- Mercado reage à falta do IPC de outubro
- Bitcoin perde força com liquidez reduzida
- Expectativas se voltam para o IPC de dezembro
A ausência dos dados oficiais de inflação de outubro nos Estados Unidos alterou a dinâmica das mesas macroeconômicas e afetou diretamente o comportamento das principais criptomoedas, incluindo Bitcoin e Ethereum. Investidores estavam atentos a uma possível normalização após a votação que reabriu o governo, mas o Bureau of Labor Statistics reiterou que nenhum relatório seria retomado até a restauração plena dos serviços.
O último conjunto de dados confiáveis permanece sendo o IPC de setembro, divulgado tardiamente no fim de outubro devido à paralisação. O índice geral marcou 324,80, enquanto inflação cheia e subjacente ficaram em 3,0% ano a ano. O Trading Economics mantém o dia 10 de dezembro como a próxima data no calendário, mas sem confirmação de que os valores referentes a outubro serão recuperados.

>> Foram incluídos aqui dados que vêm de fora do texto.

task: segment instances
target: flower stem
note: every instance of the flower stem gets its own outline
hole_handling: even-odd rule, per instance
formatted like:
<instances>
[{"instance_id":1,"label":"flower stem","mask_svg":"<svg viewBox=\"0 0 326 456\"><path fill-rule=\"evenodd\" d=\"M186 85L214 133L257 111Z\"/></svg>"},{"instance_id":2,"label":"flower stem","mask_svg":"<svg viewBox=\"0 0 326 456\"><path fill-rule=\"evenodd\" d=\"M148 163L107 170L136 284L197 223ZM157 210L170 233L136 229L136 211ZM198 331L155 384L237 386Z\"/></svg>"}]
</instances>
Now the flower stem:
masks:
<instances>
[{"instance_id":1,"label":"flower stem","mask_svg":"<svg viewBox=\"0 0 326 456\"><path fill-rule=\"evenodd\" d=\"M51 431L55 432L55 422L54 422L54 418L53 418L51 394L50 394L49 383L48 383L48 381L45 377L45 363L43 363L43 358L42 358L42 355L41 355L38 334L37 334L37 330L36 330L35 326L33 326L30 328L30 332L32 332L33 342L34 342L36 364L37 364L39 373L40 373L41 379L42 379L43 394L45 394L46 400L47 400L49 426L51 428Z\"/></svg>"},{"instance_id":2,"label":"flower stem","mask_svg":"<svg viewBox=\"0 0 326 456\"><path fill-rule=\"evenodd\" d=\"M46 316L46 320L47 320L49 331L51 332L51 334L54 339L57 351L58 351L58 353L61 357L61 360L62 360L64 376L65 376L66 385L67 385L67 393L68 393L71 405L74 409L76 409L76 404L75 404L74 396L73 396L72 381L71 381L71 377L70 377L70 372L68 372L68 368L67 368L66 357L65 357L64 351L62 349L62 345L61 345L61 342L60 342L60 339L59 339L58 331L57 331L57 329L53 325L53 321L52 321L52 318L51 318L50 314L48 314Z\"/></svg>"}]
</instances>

A Secretaria de Imprensa da Casa Branca atribuiu essa lacuna aos democratas, declarando que “os democratas podem ter prejudicado permanentemente o Sistema Estatístico Federal, visto que os relatórios de IPC e de emprego de outubro provavelmente nunca serão divulgados”. Com a coleta de preços interrompida durante todo o mês, os técnicos não conseguiram reunir a amostra fundamental para a construção do indicador.

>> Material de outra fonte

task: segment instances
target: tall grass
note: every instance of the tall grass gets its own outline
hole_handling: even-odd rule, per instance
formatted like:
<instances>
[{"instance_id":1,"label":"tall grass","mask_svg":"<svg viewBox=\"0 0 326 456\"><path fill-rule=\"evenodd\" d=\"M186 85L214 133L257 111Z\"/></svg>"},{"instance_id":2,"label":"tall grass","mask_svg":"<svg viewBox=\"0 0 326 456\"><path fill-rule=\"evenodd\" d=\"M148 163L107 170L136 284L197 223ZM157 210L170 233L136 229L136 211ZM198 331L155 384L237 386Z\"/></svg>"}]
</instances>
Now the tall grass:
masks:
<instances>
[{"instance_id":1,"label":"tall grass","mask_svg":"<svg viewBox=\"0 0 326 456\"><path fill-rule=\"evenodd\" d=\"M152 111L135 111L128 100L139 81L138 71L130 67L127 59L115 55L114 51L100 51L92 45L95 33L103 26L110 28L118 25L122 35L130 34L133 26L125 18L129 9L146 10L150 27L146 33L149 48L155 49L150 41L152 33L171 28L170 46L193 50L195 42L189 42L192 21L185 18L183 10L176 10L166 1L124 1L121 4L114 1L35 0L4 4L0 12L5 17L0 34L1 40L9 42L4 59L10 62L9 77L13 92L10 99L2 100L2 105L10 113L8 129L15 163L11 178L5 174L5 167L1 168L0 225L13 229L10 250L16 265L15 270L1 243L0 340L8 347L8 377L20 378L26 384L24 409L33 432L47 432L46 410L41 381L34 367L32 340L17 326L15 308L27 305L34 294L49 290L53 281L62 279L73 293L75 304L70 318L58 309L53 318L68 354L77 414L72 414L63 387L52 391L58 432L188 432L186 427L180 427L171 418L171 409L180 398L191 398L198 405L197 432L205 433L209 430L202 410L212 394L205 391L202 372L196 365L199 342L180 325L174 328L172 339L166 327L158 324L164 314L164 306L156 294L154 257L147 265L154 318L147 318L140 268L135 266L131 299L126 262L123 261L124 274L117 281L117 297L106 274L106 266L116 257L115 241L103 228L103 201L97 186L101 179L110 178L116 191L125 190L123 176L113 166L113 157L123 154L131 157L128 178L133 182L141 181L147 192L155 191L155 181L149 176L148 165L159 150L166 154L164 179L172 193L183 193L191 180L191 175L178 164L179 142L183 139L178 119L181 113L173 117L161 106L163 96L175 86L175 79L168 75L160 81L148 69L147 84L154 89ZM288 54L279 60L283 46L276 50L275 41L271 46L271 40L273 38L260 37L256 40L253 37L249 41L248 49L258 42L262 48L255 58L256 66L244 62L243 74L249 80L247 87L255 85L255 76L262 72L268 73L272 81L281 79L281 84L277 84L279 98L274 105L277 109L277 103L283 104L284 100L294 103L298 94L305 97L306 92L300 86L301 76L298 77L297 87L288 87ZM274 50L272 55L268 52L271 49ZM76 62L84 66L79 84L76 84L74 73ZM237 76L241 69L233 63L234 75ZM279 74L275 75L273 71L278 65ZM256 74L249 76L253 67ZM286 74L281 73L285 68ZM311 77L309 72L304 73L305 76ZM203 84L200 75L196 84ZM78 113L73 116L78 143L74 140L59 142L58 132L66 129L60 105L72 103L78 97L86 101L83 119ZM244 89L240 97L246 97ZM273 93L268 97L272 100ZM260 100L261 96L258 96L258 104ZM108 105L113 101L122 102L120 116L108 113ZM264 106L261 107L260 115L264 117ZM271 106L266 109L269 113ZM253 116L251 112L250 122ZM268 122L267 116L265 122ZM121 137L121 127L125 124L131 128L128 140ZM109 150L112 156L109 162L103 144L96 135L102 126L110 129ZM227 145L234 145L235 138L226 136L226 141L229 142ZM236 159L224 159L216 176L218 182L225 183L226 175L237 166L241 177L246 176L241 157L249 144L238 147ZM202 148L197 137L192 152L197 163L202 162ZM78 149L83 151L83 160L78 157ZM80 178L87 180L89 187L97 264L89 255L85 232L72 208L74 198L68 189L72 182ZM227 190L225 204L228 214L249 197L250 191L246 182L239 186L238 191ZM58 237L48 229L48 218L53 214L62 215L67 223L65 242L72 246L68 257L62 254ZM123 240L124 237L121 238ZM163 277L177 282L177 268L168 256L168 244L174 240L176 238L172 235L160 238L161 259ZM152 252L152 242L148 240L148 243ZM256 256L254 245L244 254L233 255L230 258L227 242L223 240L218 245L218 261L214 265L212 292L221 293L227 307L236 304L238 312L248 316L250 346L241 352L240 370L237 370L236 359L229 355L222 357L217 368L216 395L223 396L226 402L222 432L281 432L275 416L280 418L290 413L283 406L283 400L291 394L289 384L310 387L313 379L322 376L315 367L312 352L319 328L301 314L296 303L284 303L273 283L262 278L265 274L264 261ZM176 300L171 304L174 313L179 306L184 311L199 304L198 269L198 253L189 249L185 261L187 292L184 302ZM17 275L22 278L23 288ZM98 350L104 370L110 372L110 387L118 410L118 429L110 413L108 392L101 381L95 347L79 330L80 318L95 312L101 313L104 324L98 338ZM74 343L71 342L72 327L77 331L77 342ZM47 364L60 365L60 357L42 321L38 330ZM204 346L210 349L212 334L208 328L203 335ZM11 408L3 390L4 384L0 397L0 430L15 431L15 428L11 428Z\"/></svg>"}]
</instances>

Sem o dado programado de 13 de novembro, operadores de juros ficaram sem parâmetros essenciais para calcular rendimentos reais e inflação implícita. A falta de referências primárias deslocou a atenção para discursos de autoridades, swaps de inflação e sinais secundários. Esse vazio informacional reverberou no mercado de criptomoedas, onde a volatilidade pode surgir tanto de dados macro quanto da ausência deles.

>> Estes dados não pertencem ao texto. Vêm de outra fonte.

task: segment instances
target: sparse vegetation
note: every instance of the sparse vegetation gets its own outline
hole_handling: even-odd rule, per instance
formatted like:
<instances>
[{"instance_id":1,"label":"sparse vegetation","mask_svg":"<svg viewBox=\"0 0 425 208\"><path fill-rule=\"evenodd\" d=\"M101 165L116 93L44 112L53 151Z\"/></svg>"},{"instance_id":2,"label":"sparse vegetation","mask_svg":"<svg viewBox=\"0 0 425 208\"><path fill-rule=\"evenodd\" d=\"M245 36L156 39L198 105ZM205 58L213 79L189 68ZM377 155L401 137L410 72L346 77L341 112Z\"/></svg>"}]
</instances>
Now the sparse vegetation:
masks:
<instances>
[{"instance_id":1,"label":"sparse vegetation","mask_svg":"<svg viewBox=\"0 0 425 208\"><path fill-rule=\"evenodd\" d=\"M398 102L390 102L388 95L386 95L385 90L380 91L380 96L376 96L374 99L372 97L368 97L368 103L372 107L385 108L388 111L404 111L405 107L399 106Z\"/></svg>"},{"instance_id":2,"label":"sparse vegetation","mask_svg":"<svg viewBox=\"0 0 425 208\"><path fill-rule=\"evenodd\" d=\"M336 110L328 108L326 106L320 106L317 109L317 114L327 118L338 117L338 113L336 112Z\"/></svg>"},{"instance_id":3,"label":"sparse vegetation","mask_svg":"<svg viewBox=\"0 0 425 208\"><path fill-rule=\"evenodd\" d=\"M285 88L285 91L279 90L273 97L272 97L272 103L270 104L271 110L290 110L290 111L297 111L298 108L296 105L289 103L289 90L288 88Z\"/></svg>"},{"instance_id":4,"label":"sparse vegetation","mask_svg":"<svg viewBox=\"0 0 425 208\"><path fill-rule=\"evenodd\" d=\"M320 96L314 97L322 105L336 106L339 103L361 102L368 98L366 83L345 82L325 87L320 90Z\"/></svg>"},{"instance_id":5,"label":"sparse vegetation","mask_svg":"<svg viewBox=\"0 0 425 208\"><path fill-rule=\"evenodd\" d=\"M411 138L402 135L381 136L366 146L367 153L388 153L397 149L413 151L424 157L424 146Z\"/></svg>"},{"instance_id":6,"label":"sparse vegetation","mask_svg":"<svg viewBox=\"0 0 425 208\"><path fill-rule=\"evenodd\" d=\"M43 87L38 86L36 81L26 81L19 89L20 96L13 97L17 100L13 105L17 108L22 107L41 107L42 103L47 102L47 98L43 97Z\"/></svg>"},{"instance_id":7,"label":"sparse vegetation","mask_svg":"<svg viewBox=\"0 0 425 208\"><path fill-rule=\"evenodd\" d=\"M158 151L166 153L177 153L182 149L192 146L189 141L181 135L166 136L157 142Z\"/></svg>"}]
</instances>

Bitcoin caiu para baixo de US$ 95 mil, cerca de 8% na sessão mais recente, acompanhando a onda negativa generalizada. A liquidez seguiu moderada e o interesse em aberto nos derivativos recuou, comportamento típico de um mercado suspenso entre expectativas de política monetária e escassez de dados. Com a cadeia usual que conecta inflação e preço das criptomoedas interrompida, traders passaram a se apoiar em fluxos de ETFs, posicionamento em opções e taxas de financiamento.
Para o próximo mês, os mercados consideram três possíveis caminhos. O primeiro envolve uma reconstrução parcial do IPC de outubro por meio de estimativas ou imputações. Caso isso aconteça, investidores podem enxergar o dado como menos confiável, o que tende a gerar uma reação moderada no Bitcoin e no Ethereum.
A segunda hipótese é de inflação mensal em torno de 0,2%, refletindo continuidade da desinflação. Esse movimento costuma enfraquecer o dólar, reduzir rendimentos dos Treasuries e favorecer ativos de risco, permitindo que o Bitcoin recupere parte das perdas e que altcoins se beneficiem do aumento de apetite por risco.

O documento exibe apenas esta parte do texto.